Yardbird Hong Kong

Yardbird, Hong Kong: An early institution

It normally takes a fair few decades for a restaurant to become what you can call an institution. Yardbird has somehow managed it in under four.


  10.06.15    Hong Kong


Yardbird, Hong Kong review date July 8 2015

60 Second review so no score

It normally takes a fair few decades for a restaurant to become what you can call an institution (see my review of Jimmy’s Kitchen this week). Yardbird has somehow managed it in under four. After quickly becoming the hottest restaurant in town, it still maintains an enviable and much-loved reputation – just try finding someone who went and left disappointed.

Yardbird Hong Kong
c/o Yardbird Instagram

Their formula started by taking on an old building on a pretty quiet dead end street in those hard-to-define borders of Soho and Sheung Wan.  I spent five years living smack opposite it, so knew the block inside out – the cramped but always-popular Oyster Station, the lady selling cigs and sodas from her front room with her cat on a string, the subterranean bar where I’m told Cantopop stars would head judging by the occasional paparazzo outside – but most of all the lovely, dilapidated end block with what real estate agents would call ‘potential’. This is where Yardbird eventually made its nest and four years later it’s the sole survivor.

Yardbird Hong Kong
c/o Yardbird

The key to their success – and to becoming something of an institution – has been their consistency.
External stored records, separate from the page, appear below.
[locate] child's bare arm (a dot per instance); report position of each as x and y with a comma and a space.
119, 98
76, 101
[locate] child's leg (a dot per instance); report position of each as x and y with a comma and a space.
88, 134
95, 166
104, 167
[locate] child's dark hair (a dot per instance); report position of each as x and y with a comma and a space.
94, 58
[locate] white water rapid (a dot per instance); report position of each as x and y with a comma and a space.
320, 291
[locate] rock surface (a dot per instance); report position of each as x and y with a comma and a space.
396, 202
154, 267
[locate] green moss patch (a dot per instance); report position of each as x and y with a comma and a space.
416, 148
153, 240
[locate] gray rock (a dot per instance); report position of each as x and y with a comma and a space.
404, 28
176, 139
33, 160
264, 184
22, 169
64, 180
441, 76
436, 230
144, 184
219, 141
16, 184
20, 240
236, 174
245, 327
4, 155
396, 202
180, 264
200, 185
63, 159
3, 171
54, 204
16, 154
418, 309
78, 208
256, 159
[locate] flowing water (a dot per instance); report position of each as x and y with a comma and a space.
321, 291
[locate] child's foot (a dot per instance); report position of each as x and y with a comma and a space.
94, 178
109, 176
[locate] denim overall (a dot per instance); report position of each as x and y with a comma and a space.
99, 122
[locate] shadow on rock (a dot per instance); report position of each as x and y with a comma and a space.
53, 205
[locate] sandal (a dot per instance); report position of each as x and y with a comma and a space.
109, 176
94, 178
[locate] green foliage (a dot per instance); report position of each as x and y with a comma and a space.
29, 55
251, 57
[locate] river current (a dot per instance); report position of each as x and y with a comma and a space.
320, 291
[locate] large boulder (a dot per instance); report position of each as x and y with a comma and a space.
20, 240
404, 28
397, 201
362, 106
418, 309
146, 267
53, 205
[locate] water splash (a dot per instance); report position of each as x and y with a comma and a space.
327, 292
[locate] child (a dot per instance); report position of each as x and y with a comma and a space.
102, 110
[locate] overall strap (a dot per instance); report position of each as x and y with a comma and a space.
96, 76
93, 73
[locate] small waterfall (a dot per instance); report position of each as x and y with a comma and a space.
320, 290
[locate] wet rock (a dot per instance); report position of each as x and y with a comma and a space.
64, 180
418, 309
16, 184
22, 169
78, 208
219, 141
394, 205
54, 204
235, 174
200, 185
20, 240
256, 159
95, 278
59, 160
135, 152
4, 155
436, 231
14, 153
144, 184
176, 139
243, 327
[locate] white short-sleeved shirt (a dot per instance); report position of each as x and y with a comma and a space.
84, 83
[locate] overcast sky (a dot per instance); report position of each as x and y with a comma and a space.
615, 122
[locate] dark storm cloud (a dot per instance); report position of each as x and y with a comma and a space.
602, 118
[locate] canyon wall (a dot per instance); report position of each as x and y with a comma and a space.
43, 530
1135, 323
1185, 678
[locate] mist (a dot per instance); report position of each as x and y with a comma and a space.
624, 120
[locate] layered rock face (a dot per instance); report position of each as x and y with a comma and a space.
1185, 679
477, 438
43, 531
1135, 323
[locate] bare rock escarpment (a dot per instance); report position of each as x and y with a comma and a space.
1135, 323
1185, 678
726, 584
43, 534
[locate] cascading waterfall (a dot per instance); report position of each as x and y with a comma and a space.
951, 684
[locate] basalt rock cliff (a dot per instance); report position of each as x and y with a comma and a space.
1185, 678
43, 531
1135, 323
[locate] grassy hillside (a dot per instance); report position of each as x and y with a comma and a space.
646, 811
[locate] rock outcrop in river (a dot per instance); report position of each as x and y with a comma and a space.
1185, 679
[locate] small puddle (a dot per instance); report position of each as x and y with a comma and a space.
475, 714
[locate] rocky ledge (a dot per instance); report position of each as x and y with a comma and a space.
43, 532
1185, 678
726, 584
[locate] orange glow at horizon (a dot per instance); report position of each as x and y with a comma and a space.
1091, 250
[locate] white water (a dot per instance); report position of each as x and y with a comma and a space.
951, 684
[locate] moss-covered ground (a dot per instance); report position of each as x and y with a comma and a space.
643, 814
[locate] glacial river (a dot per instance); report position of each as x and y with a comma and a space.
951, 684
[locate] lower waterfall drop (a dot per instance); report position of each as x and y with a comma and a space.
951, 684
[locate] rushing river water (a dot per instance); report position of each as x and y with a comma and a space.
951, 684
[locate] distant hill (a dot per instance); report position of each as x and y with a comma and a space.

Time and again the service is on point, the cocktails well mixed, the tunes just so (although Curtis Mayfield needs a rest), the atmosphere buzzing. Most of all, of course, it’s the food. If you’ve been before you probably end up ordering more or less the same things each time. If not, here are the go-tos that can’t go wrong. There’s no order to your order, it’s all about sharing.

Yardbird Hong Kong

Cucumber salad takes the world’s dullest vegetable to a whole new place under a simple combo of tahini, miso and pine nuts.  The only issue is the size which, given the cost of the ingredients, could definitely be more generous for $98.

Yardbird Hong Kong

I’ve had something of a Brussels Sprout epiphany recently – and even voluntarily started cooking them – thanks in part to Yardbird showing that all they need is some black and crispy garlic to have the table fighting over the last one, something that never happened in my childhood:

Yardbird Hong Kong

Garlic again, this time pickled with the eggplant salad and tosazu, a Japanese sauce made from vinegar and soy. Slightly sweet, slightly pickled, slightly textured, it’s another great balance in their trademark chipped metallic bowls.

Yardbird Hong Kong

Sweetcorn tempura is super simple, dusted with sea salt and pepper. Hot, sweet, crispy bar food of joy.

Yardbird Hong Kong

Before the birds arrive which give the Yard their name, a penultimate dish of tempura maitake mushrooms served simply with a flavoured salt whose nuance I missed. Again it’s not clever, constructed or fine dining, but just great sharing food with good base ingredients.Yardbird Hong Kong

The last vegetarian hurrah for arguably their most talked-about dish, the Korean Fried Cauliflower or KFC. It’s a ride:  It mixes the first sweet and caramelized bite of a toffee apple with the unexpected base of steaming hot cauliflower, before the fizz of lime juice and only towards the end a discrete but determined hint of chilli that lingers on the palate. If there’s a more compelling use of cauliflower, I’m yet to find it. It’s actually a criminal offence to order just one bowl.

Yardbird Hong Kong

The yakitori sticks come towards the end, first up the chicken oysters that the French so wonderfully call the ‘sot l’ y laisse’ – i.e. ‘only a fool would miss it’ – as many carvers forget to remove it from its hiding place above the thigh. My vote is with the purists that it’s the most densely flavoured part of the bird, a unique mouth feel enlivened by charcoal, seasoning and a squeeze of lemon:

Yardbird Hong Kong

The chicken meatballs round things off, sculpted meat karaage to be dipped decadently in their mix of egg yolk and soy basting sauce.

Yardbird Hong Kong

With some cocktails and waters, dinner for four came in at $1800. There’s no denying that’s a pretty reasonable price point for Hong Kong and food that keeps you coming back for more. Owners Lindsay Jang and Matt Abergel are still working their magic in the city’s latest institution.

33-35 BRIDGES STREET, SHEUNG WAN, HONG KONG
+852 2547 9273 http://yardbirdrestaurant.com/info/
OPEN MONDAY – SATURDAY / 6PM – MIDNIGHT

(The no-reservations policy has deterred a few in the past, but on this Monday there were a couple tables free when we left happy and replete at 8pm.)